The Bordeaux regulations? You can use any amount of any of these five grapes. The grapes must be grown in the wine region that appears on the label. Any picture of a structure used on the label must be a real image of the actual house, castle, or shack that you make your wine in. The word "Chateau" is defined as a place where grapes that you use are grown in adjoining vineyards, the wine is made on the premises, and people actually live there.
That's pretty much it.
Regulations regarding Grand Cru status have their own rules, but most are simply based on an existing list of properties that earned this status a long time ago. If your wine is simply labeled "Bordeaux" there is an amazing amount of freedom involved in its production. It's only when you start calling your wine by another more elite name--which would command a better price--that the restrictions become more, well restrictive. And those restrictions are largely matters of where the grapes are grown, and very little else. Yields and alcohol levels are mentioned but are easily met. The entire thing is really about consumer protection and "brand" identification.
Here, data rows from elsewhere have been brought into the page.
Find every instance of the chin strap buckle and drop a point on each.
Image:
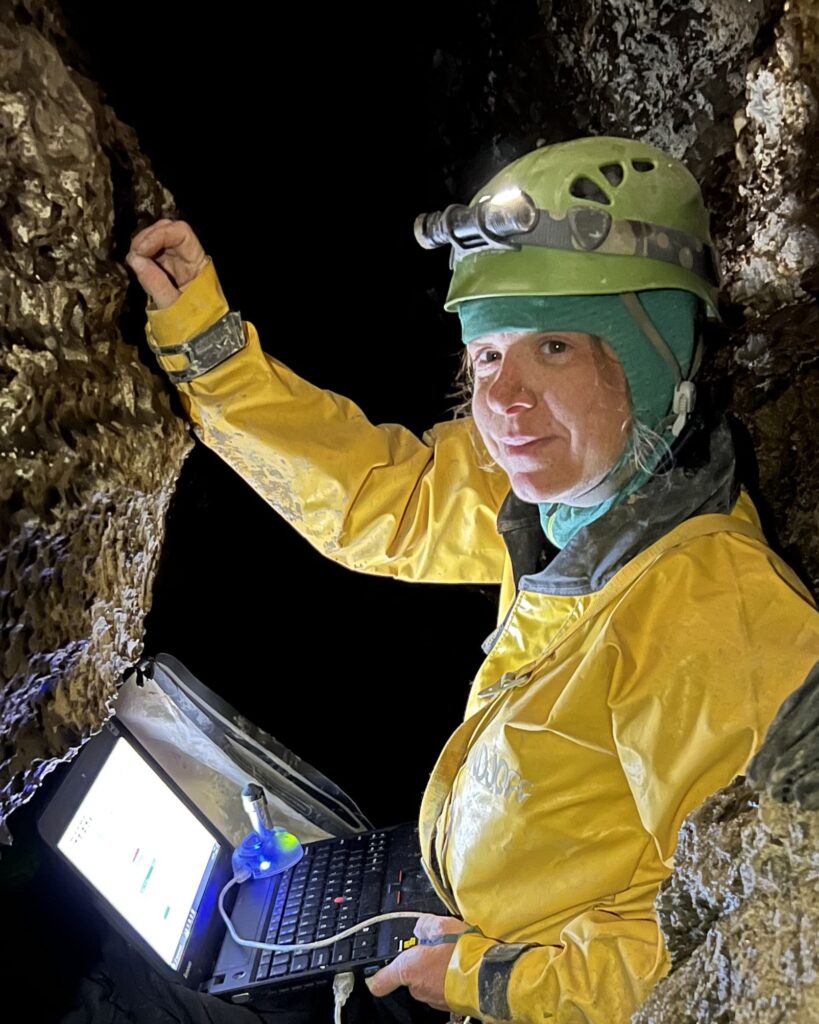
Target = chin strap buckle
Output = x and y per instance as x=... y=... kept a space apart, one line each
x=684 y=397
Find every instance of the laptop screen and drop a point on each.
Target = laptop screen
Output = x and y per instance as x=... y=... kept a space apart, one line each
x=142 y=850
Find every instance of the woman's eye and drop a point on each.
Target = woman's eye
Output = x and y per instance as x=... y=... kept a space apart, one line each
x=486 y=356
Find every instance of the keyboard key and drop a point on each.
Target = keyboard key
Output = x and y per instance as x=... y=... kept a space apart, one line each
x=300 y=963
x=320 y=957
x=341 y=951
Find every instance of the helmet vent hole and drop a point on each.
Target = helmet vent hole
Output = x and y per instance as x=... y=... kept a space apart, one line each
x=612 y=173
x=586 y=188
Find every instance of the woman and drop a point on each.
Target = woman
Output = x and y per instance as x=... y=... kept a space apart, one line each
x=647 y=634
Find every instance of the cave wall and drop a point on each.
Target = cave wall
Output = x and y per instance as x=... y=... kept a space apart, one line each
x=89 y=448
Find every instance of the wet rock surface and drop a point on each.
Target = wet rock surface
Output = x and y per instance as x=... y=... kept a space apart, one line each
x=741 y=910
x=89 y=449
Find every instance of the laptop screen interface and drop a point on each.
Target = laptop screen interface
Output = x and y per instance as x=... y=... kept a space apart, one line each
x=142 y=850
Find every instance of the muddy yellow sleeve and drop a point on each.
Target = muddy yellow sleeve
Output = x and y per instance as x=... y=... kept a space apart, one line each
x=706 y=659
x=377 y=499
x=602 y=971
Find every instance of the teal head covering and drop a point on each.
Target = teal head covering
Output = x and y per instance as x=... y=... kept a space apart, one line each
x=651 y=379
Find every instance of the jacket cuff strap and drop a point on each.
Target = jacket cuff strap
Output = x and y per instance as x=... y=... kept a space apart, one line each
x=206 y=350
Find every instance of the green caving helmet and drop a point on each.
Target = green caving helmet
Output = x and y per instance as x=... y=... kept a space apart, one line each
x=644 y=204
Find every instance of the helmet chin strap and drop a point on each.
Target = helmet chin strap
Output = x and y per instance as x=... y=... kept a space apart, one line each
x=609 y=485
x=682 y=406
x=684 y=390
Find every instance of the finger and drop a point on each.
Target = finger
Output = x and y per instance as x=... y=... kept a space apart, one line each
x=432 y=926
x=388 y=978
x=177 y=236
x=154 y=280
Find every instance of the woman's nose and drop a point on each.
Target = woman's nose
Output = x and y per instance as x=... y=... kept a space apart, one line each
x=510 y=390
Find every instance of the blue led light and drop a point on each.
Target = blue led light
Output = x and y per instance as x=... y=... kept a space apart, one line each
x=269 y=853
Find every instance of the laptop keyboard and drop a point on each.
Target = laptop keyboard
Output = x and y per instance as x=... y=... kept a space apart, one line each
x=333 y=887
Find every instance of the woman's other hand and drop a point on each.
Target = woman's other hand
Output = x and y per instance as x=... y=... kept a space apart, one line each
x=166 y=257
x=423 y=968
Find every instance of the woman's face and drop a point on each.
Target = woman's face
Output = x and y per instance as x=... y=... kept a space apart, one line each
x=553 y=410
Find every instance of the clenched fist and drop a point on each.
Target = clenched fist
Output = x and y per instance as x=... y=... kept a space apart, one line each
x=166 y=257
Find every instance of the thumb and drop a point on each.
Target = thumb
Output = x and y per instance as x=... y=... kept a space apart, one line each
x=154 y=280
x=387 y=980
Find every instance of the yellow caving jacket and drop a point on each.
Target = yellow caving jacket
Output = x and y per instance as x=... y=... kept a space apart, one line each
x=630 y=677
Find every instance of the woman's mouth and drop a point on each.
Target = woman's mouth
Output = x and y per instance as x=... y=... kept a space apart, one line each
x=522 y=446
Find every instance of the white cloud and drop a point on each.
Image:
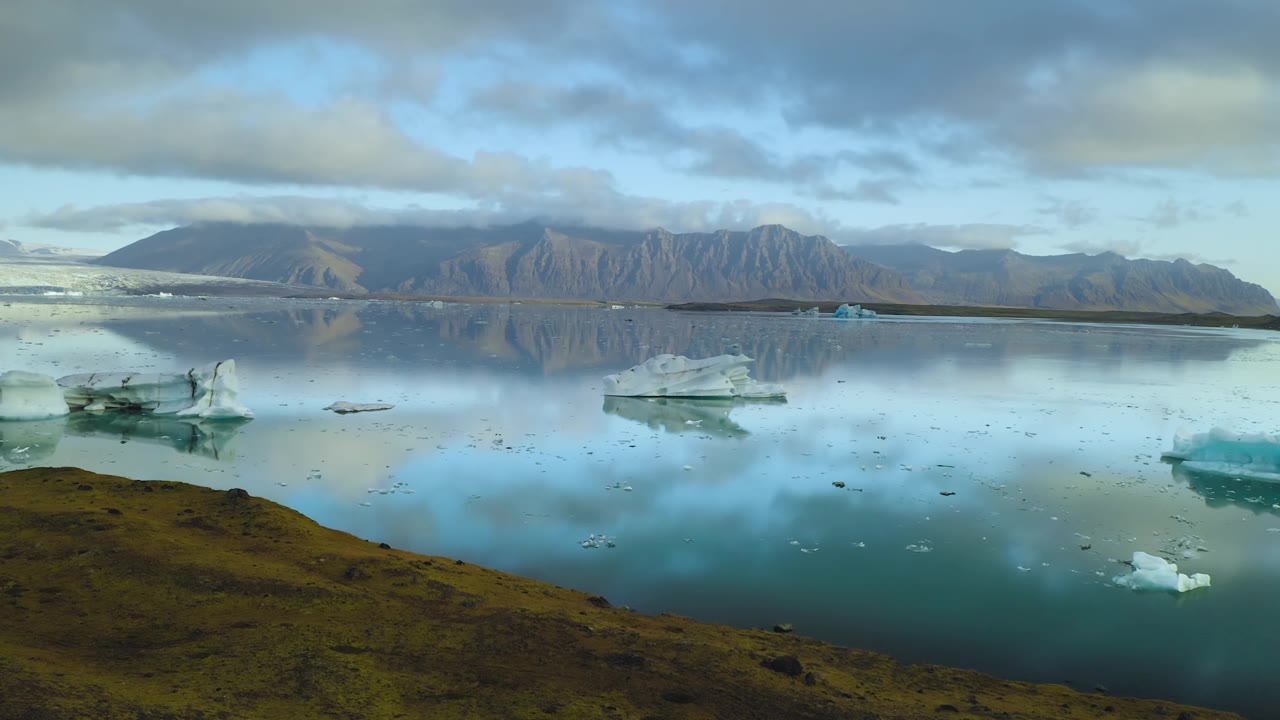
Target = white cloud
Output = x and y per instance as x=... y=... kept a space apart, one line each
x=972 y=236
If you see a Pauillac, you should be able to surmise approximately what kind of wine will be in that bottle. Otherwise, why would you spend the extra money on a Pauillac?
The complexity of wine regulation in France is mainly based on the fact that all of the many separate wine regions in France evolved on their own over centuries. So, each region today has its own set of regulations that often bear little resemblance to the other wine regions in France. Learning about all this involves a bewildering amount of memorization, so at first glance the whole system seems incredibly complex. If you think of each wine region as though it was a separate country, you would likely find that the wine regulations are fairly simple and straightforward.